I definitely don't want my car controls tied to a phone app. No matter what I should be able to configure my car's functions long after the company stops distributing their app. But there's no reason why we can't have a "best of both worlds" sort of deal. I have a modern Mazda with a touch screen that comes with a center control knob and has physical controls for a good chunk of the settings you'd ever want to change while driving. So I don't have to go through menus to change my air conditioning from low to high, but I also don't have to use a tiny character led display and a "push 3 times, then hold for 5 seconds then pull twice and rotate 37.8 degrees" multi function button to find and access settings outside of those physical controls. In fact, the touch screen disables touch input at speed, so the control cluster MUST be able to access any functionality without relying on the touch display. It works pretty darn well. In fact the only thing I'd argue it could do better is be more responsive and have a decent set of distinct tones for navigating the screens without sight. It's not often I want a setting in the menus while driving, but it would be a lot nicer if each menu screen had a distinct set of sounds so that by ear I could know where I am and memorize those controls if I needed to.
> long after the company stops distributing their app
There is a cool idea called open source, but I suppose something as radical as giving users ownership of software for their car isn't something companies would be willing to consider. Much better when you get to charge a subscription for heated seats.
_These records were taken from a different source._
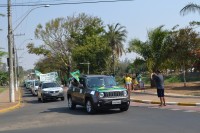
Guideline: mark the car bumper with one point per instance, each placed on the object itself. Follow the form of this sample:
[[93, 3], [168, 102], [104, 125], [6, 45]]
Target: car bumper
[[111, 104], [53, 96]]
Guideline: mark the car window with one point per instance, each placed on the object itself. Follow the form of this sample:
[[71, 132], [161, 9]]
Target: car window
[[49, 85], [36, 83], [100, 81]]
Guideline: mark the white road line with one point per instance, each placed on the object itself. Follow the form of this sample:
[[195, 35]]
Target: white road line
[[189, 111]]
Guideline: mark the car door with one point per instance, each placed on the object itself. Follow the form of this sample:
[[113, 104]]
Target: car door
[[39, 90], [74, 90], [81, 91]]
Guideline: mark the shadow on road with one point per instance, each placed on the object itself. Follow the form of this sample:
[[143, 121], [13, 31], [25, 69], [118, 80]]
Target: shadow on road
[[80, 111]]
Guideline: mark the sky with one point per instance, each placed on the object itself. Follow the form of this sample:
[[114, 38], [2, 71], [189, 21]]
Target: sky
[[138, 16]]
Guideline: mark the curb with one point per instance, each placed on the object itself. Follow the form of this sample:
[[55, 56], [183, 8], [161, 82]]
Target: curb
[[169, 95], [167, 103], [18, 105]]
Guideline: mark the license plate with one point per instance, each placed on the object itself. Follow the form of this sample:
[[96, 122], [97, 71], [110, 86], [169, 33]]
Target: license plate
[[116, 102], [54, 94]]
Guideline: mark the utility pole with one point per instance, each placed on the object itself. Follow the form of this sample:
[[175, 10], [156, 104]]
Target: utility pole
[[15, 62], [10, 51], [88, 63]]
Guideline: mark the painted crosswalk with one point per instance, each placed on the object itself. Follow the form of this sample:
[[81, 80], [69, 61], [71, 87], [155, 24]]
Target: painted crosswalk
[[187, 109]]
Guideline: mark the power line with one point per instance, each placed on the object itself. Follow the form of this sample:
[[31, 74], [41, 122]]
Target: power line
[[66, 3]]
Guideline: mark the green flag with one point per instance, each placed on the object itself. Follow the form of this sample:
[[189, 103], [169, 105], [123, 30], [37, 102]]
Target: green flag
[[37, 73], [76, 75]]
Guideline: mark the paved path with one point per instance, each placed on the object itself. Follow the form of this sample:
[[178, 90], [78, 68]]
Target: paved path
[[136, 96], [171, 99], [5, 104]]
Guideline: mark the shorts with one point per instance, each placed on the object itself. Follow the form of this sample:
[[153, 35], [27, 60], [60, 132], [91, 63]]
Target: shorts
[[128, 83], [160, 92]]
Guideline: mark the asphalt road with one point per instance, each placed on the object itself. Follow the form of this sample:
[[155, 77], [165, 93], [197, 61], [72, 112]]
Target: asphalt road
[[54, 117]]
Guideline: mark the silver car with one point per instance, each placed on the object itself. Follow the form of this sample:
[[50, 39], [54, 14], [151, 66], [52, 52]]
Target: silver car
[[50, 90]]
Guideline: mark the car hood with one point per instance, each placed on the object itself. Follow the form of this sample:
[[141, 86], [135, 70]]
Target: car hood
[[110, 88], [53, 89]]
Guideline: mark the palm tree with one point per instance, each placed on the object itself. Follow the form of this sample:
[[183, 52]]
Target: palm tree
[[152, 51], [191, 7], [116, 35]]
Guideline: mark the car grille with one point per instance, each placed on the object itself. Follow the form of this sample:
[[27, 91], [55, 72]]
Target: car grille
[[113, 94], [53, 92]]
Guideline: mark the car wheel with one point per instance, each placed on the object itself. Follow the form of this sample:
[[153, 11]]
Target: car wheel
[[71, 105], [124, 108], [39, 99], [89, 107], [62, 98]]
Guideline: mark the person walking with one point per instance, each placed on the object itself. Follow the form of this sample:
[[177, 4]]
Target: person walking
[[159, 81]]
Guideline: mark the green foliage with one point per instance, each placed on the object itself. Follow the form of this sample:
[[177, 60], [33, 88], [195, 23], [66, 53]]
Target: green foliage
[[153, 50], [2, 89]]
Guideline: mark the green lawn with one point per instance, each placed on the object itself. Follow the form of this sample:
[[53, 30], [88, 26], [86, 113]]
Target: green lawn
[[2, 89]]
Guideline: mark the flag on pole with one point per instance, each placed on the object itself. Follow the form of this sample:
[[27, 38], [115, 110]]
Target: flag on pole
[[37, 73], [76, 75]]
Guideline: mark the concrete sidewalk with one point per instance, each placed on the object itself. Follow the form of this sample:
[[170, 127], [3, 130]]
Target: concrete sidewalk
[[171, 99], [5, 104], [136, 96]]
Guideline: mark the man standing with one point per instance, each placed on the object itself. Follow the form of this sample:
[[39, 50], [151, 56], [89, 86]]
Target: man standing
[[159, 81]]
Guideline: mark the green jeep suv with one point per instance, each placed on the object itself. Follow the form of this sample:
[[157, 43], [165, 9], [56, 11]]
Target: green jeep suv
[[97, 92]]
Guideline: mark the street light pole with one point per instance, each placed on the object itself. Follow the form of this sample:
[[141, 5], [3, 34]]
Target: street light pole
[[88, 63], [10, 51], [11, 47]]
Even if its open source, I don't want to spend my own time or depend on other people deciding to keep the software working and building on newer devices just to configure car settings. There's no reason in the world to eschew a touch screen or other control interface in a car and instead put all the control in a phone app.
I would say safety is a big one. It's a lot easier for users to justify fiddling with a touch screen interface when it's a part of the car vs on their phone screen. Sometimes you want to make unsafe things harder to do.
If fiddling with the touch screen while driving is the issue, you can solve that with software lock-outs. The Mazda's touch screen stops responding to touches at faster than 5 MPH, and if necessary you could also lock out option and setting controls entirely while the car is in motion so that even the control knob couldn't be used to fiddle while driving. Moving control out of the already on board computer and control system and onto some external device is just plain over-engineering a worse solution.
The vast majority of these settings are unavailable to even browse on my cars while the car is in motion. No need to go with putting it in a separate app. Which putting it in an app doesn't even prevent it, the driver could still just be messing with their phone anyways.